Mais quand on rentre dans le détail, ça devient une habitude, c'est beaucoup beaucoup moins simple...
Premier point, le Z80A malgré le fait qu'il soit un ancien processeur 8/16 bits est en réalité d'une conception très complexe : Plusieurs centaines d'instructions à émuler, avec des instructions à décoder sur 1 , 2 octets (CBxx, DDxx, FDxx, EDxx..), voire 3 octets (DDCBxx, FDCBxx), 3 modes d'interruptions à gérer, une gestion de cycle d'attente, de nombreux registres internes (8, 8/16, 16 bits) et une certaine part de mystère puisque certaines instructions et certains registres internes, ne sont pas ou mal documentés.
Fort heureusement, sur ce dernier point, ce processeur est désormais très connu et on trouve sur internet de nombreuses sources d'informations dont le très précieux "The Undocumented Z80 Documented" regroupant l'ensemble des informations non transcrites officiellement sur ce processeur.
Deuxième point, j'ai choisi de travailler en T-States et cela va se payer cash avec un temps de développement accru, un code beaucoup plus complexe puisque, ne voulant décidément pas faire simple, j'ai poussé le vice à traiter les cycles d'horloges HAUT et BAS comme un vrai Z80. C'est là que je me suis plongé dans la découverte des cycles de décodage d'une instruction, le cycle M1 (le fetch) suivi des cycles de lecture/d'écriture, de l'insertion de cycles TWait à des endroits très précis de la séquence de décodage, la gestion des interruptions, avec ses règles... et ses exceptions.
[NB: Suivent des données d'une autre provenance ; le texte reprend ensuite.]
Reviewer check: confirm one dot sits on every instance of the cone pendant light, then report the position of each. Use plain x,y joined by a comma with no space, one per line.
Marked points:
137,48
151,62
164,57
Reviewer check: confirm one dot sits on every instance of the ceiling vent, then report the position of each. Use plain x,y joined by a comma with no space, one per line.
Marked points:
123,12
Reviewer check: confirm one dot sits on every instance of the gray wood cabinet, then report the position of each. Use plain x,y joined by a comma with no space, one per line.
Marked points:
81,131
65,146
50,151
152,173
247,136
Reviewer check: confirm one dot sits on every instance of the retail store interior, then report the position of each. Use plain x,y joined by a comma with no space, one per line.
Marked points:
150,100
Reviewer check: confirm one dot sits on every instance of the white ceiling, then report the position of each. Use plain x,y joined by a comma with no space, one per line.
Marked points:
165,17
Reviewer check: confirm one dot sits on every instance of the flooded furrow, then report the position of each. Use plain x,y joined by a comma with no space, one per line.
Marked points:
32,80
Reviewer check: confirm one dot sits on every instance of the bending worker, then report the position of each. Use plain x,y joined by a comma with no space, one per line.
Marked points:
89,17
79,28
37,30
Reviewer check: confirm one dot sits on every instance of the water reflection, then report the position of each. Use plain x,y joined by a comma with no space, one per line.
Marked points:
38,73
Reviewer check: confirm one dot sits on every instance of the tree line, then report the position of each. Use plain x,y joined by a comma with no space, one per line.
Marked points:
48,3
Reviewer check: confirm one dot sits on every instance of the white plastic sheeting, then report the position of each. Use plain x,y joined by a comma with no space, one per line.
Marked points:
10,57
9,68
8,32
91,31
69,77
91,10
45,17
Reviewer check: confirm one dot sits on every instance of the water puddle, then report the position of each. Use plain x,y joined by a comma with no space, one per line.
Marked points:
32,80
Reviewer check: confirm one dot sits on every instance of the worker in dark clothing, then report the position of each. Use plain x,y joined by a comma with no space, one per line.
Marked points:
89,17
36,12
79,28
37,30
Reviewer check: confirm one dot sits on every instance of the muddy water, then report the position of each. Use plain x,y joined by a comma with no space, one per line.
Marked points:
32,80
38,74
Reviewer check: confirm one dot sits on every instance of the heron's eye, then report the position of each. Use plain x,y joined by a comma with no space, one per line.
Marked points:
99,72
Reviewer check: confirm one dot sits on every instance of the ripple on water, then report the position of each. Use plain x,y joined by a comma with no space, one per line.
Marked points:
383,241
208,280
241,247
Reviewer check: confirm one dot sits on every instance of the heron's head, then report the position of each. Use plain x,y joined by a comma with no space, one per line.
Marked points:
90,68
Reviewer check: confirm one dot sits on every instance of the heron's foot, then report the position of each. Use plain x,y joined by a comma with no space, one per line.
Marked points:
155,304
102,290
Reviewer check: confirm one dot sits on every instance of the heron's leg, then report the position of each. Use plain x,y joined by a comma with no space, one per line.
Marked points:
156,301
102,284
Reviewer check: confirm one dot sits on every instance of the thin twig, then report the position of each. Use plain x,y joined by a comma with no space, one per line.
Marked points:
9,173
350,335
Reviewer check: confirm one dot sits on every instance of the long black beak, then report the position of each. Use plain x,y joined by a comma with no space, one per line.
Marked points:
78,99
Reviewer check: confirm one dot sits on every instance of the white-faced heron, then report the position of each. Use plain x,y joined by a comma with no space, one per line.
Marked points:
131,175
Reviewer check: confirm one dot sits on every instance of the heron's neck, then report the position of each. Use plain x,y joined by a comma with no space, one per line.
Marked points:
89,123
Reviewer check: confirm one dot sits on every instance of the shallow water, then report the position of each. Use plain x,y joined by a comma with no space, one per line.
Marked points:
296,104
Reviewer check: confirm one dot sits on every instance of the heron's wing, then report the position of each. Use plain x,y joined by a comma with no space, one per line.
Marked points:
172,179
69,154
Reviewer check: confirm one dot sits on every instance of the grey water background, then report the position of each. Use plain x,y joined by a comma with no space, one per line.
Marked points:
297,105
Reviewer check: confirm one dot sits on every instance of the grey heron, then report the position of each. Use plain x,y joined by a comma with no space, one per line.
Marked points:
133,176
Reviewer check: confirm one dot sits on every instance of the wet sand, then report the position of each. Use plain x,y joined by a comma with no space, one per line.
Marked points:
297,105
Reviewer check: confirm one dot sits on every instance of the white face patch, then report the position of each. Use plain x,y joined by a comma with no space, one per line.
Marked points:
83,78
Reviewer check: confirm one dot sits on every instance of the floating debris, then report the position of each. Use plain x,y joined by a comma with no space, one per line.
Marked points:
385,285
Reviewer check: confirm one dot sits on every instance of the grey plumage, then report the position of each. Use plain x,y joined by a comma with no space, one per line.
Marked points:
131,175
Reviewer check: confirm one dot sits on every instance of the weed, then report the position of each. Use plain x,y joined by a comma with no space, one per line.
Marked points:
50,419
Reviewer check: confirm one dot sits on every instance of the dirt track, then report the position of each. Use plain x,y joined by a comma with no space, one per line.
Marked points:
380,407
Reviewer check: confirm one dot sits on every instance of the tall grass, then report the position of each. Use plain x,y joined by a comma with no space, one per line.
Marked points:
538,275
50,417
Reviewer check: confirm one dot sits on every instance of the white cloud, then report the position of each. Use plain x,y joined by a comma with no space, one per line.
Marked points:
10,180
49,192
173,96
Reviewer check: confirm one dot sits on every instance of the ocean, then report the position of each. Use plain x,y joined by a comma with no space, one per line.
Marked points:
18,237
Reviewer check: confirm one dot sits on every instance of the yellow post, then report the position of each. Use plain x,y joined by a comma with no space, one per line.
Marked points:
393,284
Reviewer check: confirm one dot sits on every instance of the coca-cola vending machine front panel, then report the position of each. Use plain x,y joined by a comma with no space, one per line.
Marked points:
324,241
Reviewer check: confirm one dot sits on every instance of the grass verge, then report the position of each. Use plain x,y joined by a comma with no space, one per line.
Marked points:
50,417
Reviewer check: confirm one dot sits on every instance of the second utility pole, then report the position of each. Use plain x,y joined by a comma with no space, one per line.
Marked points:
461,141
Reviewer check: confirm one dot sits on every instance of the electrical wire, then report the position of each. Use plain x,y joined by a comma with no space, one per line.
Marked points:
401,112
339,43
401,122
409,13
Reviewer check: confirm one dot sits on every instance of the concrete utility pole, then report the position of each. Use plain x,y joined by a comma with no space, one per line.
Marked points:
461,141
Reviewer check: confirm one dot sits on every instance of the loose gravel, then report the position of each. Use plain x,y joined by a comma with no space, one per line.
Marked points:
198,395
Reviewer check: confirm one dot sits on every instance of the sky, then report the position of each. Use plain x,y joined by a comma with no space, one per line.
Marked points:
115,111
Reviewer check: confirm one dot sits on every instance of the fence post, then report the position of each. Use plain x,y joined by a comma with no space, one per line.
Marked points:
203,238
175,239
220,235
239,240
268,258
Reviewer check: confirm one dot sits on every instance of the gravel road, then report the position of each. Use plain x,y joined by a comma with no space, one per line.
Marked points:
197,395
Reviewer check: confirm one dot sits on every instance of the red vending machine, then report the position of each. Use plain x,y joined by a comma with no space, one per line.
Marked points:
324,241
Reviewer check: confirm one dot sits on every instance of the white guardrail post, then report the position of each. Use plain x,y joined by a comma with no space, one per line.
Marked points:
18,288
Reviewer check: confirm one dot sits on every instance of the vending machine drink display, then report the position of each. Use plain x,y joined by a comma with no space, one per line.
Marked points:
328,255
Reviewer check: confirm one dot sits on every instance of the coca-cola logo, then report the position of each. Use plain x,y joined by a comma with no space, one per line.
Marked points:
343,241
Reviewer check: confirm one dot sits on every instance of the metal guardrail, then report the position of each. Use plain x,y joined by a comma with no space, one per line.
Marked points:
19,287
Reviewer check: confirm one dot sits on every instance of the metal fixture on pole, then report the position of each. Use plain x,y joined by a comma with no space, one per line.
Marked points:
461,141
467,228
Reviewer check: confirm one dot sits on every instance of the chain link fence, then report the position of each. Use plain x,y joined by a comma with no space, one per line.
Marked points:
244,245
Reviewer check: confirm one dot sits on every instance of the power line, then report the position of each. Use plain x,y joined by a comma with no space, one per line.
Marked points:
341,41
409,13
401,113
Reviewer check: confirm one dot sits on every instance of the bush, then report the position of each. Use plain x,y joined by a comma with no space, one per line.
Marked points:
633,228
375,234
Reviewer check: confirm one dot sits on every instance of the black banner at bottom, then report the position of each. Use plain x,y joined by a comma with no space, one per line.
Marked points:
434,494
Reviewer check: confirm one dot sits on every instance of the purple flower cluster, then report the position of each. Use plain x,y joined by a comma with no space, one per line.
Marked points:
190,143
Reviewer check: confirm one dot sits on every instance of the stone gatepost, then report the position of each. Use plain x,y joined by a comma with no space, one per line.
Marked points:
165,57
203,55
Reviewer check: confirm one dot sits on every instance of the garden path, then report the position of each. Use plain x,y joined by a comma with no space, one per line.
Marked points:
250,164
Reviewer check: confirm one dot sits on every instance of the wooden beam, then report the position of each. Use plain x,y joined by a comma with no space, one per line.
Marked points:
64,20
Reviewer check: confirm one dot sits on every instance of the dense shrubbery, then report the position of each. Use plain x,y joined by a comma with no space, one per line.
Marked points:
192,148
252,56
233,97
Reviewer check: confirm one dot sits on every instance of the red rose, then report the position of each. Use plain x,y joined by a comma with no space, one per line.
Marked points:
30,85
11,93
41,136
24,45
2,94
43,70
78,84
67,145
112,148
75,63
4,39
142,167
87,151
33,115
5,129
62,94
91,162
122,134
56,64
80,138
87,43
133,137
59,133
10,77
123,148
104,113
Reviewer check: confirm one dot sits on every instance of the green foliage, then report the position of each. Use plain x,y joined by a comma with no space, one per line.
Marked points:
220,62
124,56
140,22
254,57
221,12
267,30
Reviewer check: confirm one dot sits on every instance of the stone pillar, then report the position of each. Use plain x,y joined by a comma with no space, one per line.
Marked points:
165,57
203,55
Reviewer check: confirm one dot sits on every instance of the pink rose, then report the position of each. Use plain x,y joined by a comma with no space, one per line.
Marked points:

Bref, encore un chantier de longue haleine.
Comme toujours, outre la documentation technique disponible, ce chantier a été grandement facilité par le travail réalisé par certains passionnés dont Bathasarstudio qui a complètement séquencé la phase de décodage de toutes les instructions du Z80. Une vraie mine d'or qui m'a fait gagner pas mal de temps en tests et mieux fait comprendre le fonctionnement du Z80.
https://baltazarstudios.com/zilog-z80-u ... -behavior/
Cette phase de développement, même si elle n'est pas techniquement compliquée, a donc été extrêmement laborieuse. D'ailleurs très vite au cours du développement, je me suis aperçu qu'il fallait que je teste très en amont chacune des instructions que j'émulais. Un processeur mal émulé peut très vite être une source infinie d'erreurs lors de son exécution qui se paieront cash lors de la mise en route de l'émulateur et de son débogage. Il suffit d'une simple erreur sur la valeur d'un indicateur ou d'un registre pour faire planter un programme. Autant donc minimiser ces erreurs dès le départ.
Autant il est facile de vérifier à la main que l'instruction NOP fonctionne correctement (c'est la plus simple, elle ne fait rien en fait

Vous l'aurez compris, n'ayant pas d'outils de tests à ma disposition... j'ai dû en créer un de toute pièce.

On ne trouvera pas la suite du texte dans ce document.